Re: [RFC] fc transport: extensions for fast fail and dev loss

James Smart <James.Smart@xxxxxxxxxx> · Tue, 25 Jul 2006 14:49:17 -0400

Mike Christie wrote:

So is the fast_io_fail_tmo callback the terminate_rport_io callback?

Yes.
When fast_io_fail_tmo expires, it calls the terminate_rport_io() callback.

> If
so, are we supposed to unblock the rport/session/target from
fc_timeout_fail_rport_io

No... don't unblock.

> and call into the LLD and the LLD will set some
bit (or maybe check some rport/session/target/scsi_device bit) so that
incoming IO and IO sitting in the driver will be failed with something
like DID_BUS_BUSY so it goes to the upper layers?

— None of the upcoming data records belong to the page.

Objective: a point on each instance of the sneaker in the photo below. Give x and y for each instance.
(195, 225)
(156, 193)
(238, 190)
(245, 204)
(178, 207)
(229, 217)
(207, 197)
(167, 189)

The way this is managed in the fc transport is - the LLD calls the
transport when it establishes connectivity (an "add" call), and when it
loses connectivity (a "delete" call). When the transport receives the
delete call, it changs the rport state, blocks the rport, and starts the
dev_loss timeout (and potentially the fast_io_fail_tmo if < dev_loss).
If the LLD makes the add call prior to dev_loss expiring, then updates
the state, and unblocks the rport.  If dev_loss expires, it updates
state again (essentially the true deleted state) and tears down the
target tree.

To deal with requests being received while blocked, etc - the LLD's use
a helper routine (fc_remote_port_chkready()), which validates the rport
state, and if not valid (e.g. blocked or removed) returns the appropriate
status to return to the midlayer. If blocked, it returns DID_IMM_RETRY.
If deleted, it returns DID_NO_CONNECT.

What the above never dealt with was the i/o already in the driver. The
driver always had the option to terminate the active i/o when the loss
of connectivity occured, or it could just wait for it to timeout, etc
and be killed that way. This patch added the callback at dev_loss_tmo
to guarantee i/o is killed, and added the fast_io_fail_tmo if you
wanted a faster guarantee. If fast_io_fail_tmo expires and the callback
is called - it just kills the outstanding i/o and does nothing to the
rport's blocked state.

> I think I only the
unblock happen on success or fc_starget_delete, so IO in the driver
looks like it can get failed upwards but IO sitting in the queue sits
there until fc_rport_final_delete or success.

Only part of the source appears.